Die für den Einzelfall zuständige Sachbearbeiterin bzw. der zuständige Sachbearbeiter vereinbart mit den Ausländerinnen und Ausländern individuelle Termine telefonisch, schriftlich oder per Mail. In dem Zusammenhang werden das genaue Anliegen und insbesondere auch die für die Erledigung des jeweiligen Anliegens mitzubringenden Unterlagen geklärt. Die jeweilige Ausländerakte muss hinzugezogen und ausgewertet werden. Dies ist erforderlich, damit kein zweiter Termin wegen fehlender Unterlagen stattfinden muss. Die voraussichtliche Termindauer wird individuell nach Anzahl und Umfang der jeweiligen Anliegen und des persönlichen Beratungsaufwandes festgelegt. Die Termindauer variiert zwischen 30 Minuten und im Einzelfall mehreren Stunden.

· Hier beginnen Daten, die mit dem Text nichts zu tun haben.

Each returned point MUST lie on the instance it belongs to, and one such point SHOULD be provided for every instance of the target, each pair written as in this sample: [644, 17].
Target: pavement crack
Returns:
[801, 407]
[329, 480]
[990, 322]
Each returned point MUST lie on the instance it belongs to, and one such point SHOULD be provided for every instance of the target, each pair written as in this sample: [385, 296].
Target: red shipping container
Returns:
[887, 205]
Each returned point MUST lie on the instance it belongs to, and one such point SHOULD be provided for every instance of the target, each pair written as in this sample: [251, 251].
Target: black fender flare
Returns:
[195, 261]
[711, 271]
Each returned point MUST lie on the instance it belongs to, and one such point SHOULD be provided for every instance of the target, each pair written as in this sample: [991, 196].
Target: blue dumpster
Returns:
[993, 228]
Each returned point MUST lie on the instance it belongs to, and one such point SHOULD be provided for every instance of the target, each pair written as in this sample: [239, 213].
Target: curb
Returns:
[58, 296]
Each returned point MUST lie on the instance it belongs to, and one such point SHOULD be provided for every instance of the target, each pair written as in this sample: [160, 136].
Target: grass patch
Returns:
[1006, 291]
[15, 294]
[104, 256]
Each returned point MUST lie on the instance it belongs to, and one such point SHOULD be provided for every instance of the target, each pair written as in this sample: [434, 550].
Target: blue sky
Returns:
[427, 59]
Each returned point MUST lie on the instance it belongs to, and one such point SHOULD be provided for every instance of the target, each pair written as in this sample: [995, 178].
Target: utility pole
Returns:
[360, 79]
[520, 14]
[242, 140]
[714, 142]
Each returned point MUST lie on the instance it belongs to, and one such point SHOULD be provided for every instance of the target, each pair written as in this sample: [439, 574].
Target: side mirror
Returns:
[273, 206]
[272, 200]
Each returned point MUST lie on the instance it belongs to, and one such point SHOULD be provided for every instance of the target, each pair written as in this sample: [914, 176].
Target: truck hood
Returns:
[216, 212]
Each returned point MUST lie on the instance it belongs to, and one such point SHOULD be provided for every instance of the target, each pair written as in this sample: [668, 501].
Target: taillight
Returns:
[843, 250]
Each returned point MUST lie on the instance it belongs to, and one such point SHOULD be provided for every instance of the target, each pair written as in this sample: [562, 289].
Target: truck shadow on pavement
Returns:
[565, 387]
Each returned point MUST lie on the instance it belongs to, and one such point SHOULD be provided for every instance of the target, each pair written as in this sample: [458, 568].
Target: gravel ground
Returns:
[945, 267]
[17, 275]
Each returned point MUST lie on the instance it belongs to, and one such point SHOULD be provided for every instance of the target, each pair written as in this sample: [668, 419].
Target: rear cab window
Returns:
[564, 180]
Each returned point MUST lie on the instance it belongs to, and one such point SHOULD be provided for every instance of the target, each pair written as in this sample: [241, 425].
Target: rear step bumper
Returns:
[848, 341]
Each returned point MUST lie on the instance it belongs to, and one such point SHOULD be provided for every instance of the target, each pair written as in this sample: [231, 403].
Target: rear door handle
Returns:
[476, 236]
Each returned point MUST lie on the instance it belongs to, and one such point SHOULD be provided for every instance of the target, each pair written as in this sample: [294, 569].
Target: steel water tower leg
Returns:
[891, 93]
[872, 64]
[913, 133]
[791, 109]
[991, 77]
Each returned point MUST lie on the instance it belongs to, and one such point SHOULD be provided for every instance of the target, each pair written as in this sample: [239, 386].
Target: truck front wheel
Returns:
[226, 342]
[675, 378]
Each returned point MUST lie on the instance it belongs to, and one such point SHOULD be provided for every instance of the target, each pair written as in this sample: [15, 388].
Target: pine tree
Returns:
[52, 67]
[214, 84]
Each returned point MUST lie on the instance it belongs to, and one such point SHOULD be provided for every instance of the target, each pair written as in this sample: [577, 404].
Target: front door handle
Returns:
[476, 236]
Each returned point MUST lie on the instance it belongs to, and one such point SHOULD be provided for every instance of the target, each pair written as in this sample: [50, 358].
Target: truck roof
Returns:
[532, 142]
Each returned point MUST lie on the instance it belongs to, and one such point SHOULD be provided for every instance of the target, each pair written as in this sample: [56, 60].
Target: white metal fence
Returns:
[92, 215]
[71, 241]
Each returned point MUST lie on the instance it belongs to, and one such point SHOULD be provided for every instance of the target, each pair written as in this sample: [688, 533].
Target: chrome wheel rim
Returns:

Die Aushändigung fertiger Aufenthaltstitel ist seit dem Sommer ohne vorherige Terminvergabe (mit Wartenummer) montags in der Zeit von 8:30 bis 12:00 Uhr sowie 15:00 bis 17:00 Uhr möglich.
Inhaber von Duldungen und Gestattungen können unverändert für die Verlängerung ihrer Dokumente mittwochs zwischen 9 und 12 Uhr ohne Termin (mit Wartenummer) bei der Ausländerbehörde vorsprechen.
Zu. 2
Von den sich hier aufhaltenden ca. 25.000 Ausländern aus Nicht-EU-Staaten besitzen ca. 14.300 einen befristeten Aufenthaltstitel.
Mitte Oktober waren 450 Ausländerinnen und Ausländer in Braunschweig aufhältig, deren Aufenthaltstitel in ihrer Gültigkeit bereits abgelaufen waren. Diese haben eine Bescheinigung über den Fortbestand ihres Aufenthaltstitels (Fiktionsbescheinigung) mit der Post erhalten. Mit dieser können bestehende Arbeitsverhältnisse und die Zahlung von Sozialleistungen fortgesetzt werden.
Ausländerinnen und Ausländer, deren Aufenthaltstitel in den nächsten Wochen und Monaten ablaufen, erhalten ebenfalls routinemäßig eine Fiktionsbescheinigung.
Zu 3.
Die Stellen der BesGr. A 7/EGr. 6 wurden erstmalig im Mai 2022 intern und extern ohne Erfolg ausgeschrieben. Im Oktober 2022 wurden die Stellen erneut extern ausgeschrieben. Der Bewerberkreis wurde auf Bewerberinnen und Bewerber mit einer kaufmännischen Ausbildung erweitert, die sich verpflichten, parallel zur Tätigkeit für einen Zeitraum von zwei Jahren den nebendienstlichen Angestelltenlehrgang I zu absolvieren.
Die Stellen der BesGr. A 8/EGr. 8 wurden unmittelbar nach Bekanntwerden der Vakanzen zunächst erfolglos intern und im Oktober 2022 ebenfalls extern ausgeschrieben. Hier ist eine Nachbesetzung durch Bewerberinnen und Bewerber mit der Befähigung für die Laufbahngruppe 1 bzw. Angestelltenlehrgang I erforderlich. Ein Quereinstieg ist aufgrund der komplexen Rechtsmaterie nicht möglich.
Die Bewerbungsfrist endete jeweils am 23. Oktober 2022. Es liegen mehrere Bewerbungen vor; die Auswahlgespräche müssen nun geführt werden. Zwischenzeitlich unterstützen Anwärterinnen und Anwärter die Mitarbeiterinnen und Mitarbeiter vor Ort.
Die steigenden Fallzahlen sowie der weitere Zuzug von Flüchtlingen erfordern die Schaffung und Besetzung zusätzlicher Planstellen. Zum Stellenplan 2023 schlägt die Verwaltung daher die Schaffung von insgesamt 8,5 Stellen für die Stelle 32.42 Ausländerangelegenheiten vor. Diese 8,5 Stellen sind in dem Sachstandsbericht der Verwaltung zum Stellenplan 2023 und 2024 vom 2. September 2022 (22-19536) noch nicht enthalten gewesen. Zwischenzeitlich konnte die Höhe der zu schaffenden Stellen jedoch quantifiziert werden.